Cuddy then asked whether the spike in police-involved shootings could be attributed to the sheer volume of guns and weapons. McCarthy said that the unabated flow of illegal firearms into Chicago is fueling the incidents, emphasizing repeatedly the fact that the firearms are illegal.

Paradoxically, crime in the city is down, but McCarthysaid he  is not satisfied.

“More than 400 murders every year in this city over the last decade or so. Even though it’s down, are we willing to say that’s acceptable?” McCarthy asked.

McCarthy said no, reducing murders is not enough. A number of officers and new recruits were recently pulled from administrative assignments to patrol streets in high-crime neighborhoods. Cuddy asked whether inexperience or outdated training was a concern—McCarthy said it wasn’t; officers received an update to their training before returning to the field.

Cuddy asked whether resources or additional back-up could prevent shootings but McCarthy explained that while the former is a union-based issue, the latter is inconsequential.

“You shoot if you’re in an armed confrontation and you feel that your life is in danger. Whether or not there’s somebody standing next to you or behind you is not a factor in whether or not you’re going to discharge your firearm,” McCarthy explained.

Murder is not new to McCarthy. Newark, New Jersey and Chicago suffer from homicide rates higher than both New York and Los Angeles. But Chicago’s gang problem is one he did not experience in his last post, he said.  People, McCarthy said, often get caught up in “romanticizing” gangs.

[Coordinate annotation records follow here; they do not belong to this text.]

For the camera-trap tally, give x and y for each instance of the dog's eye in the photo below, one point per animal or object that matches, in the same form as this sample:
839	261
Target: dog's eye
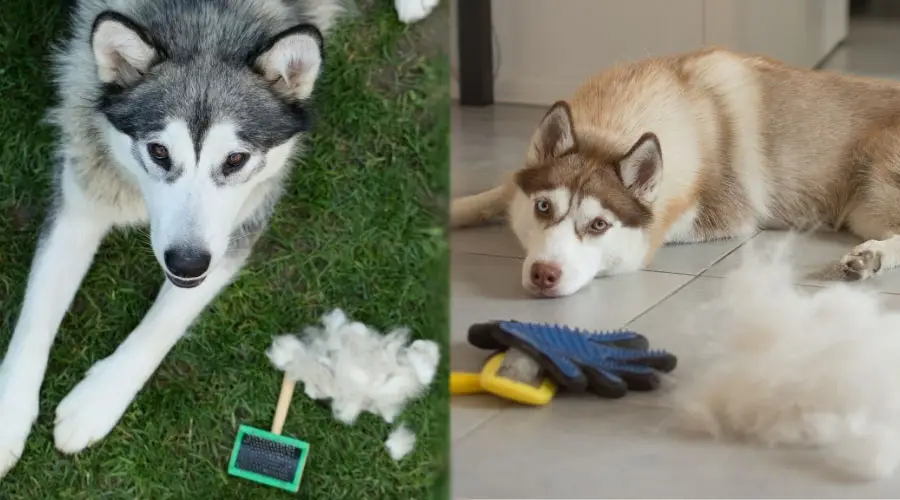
598	226
235	161
159	154
542	206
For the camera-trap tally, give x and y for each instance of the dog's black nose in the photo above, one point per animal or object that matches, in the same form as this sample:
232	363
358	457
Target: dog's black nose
187	263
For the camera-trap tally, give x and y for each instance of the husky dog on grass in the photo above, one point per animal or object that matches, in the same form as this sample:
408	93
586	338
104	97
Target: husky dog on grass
183	114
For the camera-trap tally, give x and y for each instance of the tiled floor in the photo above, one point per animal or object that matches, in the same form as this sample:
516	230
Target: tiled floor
584	447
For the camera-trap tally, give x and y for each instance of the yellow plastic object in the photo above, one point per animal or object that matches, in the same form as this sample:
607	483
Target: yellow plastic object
465	383
513	390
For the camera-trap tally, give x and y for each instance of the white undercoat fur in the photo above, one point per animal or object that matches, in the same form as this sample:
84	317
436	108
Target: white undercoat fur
812	368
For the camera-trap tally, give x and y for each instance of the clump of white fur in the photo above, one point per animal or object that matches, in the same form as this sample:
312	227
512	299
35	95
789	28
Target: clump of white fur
816	368
400	442
356	367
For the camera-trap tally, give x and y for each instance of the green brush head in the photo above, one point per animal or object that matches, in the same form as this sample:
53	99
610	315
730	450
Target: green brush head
268	458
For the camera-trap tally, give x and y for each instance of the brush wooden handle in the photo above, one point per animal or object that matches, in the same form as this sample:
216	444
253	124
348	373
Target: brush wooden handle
284	402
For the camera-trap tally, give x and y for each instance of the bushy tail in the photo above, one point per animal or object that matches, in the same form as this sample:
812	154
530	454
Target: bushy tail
478	208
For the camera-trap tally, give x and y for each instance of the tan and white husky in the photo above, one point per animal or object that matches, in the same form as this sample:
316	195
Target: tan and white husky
699	146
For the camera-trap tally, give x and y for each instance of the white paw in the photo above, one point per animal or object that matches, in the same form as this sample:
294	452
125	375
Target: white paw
94	407
18	411
863	262
410	11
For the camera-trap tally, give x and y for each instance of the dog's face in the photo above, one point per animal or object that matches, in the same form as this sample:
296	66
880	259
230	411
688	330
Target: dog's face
582	210
200	133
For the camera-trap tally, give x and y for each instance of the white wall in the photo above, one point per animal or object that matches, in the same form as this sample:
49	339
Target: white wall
545	49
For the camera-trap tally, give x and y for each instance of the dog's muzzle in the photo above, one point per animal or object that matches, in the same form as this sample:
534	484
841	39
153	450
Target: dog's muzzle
183	283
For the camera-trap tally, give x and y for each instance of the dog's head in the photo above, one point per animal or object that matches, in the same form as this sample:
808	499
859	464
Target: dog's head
582	210
200	123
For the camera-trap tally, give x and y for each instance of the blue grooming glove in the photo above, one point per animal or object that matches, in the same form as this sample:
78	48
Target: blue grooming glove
608	364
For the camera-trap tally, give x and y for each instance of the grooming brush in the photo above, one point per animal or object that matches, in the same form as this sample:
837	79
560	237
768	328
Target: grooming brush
268	457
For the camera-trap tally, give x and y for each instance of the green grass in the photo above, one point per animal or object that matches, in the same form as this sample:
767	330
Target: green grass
361	227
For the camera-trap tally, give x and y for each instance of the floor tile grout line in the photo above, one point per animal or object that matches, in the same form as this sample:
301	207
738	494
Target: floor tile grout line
660	301
727	254
478	426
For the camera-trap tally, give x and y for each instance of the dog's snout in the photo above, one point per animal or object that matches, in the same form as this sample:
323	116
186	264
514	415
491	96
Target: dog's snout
545	275
187	263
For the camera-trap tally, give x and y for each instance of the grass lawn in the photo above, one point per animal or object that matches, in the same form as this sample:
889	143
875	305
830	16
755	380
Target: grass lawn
361	227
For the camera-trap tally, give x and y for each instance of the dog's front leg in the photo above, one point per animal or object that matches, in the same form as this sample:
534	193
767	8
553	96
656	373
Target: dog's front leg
871	258
65	251
91	410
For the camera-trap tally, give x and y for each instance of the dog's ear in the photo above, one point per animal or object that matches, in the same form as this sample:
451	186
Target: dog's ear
555	135
122	50
292	61
641	168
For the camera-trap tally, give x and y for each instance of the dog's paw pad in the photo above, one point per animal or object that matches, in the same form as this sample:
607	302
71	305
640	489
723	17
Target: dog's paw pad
860	264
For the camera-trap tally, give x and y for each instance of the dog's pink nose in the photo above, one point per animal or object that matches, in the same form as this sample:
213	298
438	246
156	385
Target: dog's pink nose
545	275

Cuddy asked him to explain.

“If you look at defending the honor of your gang and so on and so forth, I mean, let’s face it, that’s nonsense. Defending gang turf, you know, it’s some sort of, ‘yeah, I’m part of a gang and this is what we do.’ I’m sorry, it’s criminal activity—whether you’re dealing drugs, whether you’re shooting somebody or whether you’re involved in a robbery crew,” he elaborated.

The crusade to end gang violence in Chicago was a totem for the last police superintendent. McCarthy’s predecessor, Jody Weis, was lauded for his efforts to get guns and gangs off Chicago’s streets but criticized for failing to connect with the rank and file.

McCarthy said that as a police leader, superintendents walk a tightrope between supporting officers when they’re right and disciplining them when they’re not. He said that he has officers’ backs but will not defend indefensible behavior.

“I’m not going to defend an officer on videotape beating the heck out of a bartender at 2 o’clock in the morning intoxicated,” McCarthy added.

Mistakes, McCarthy said, must be identified, admitted and  not repeated. Fairness and accountability, he said, are the heart of improved morale.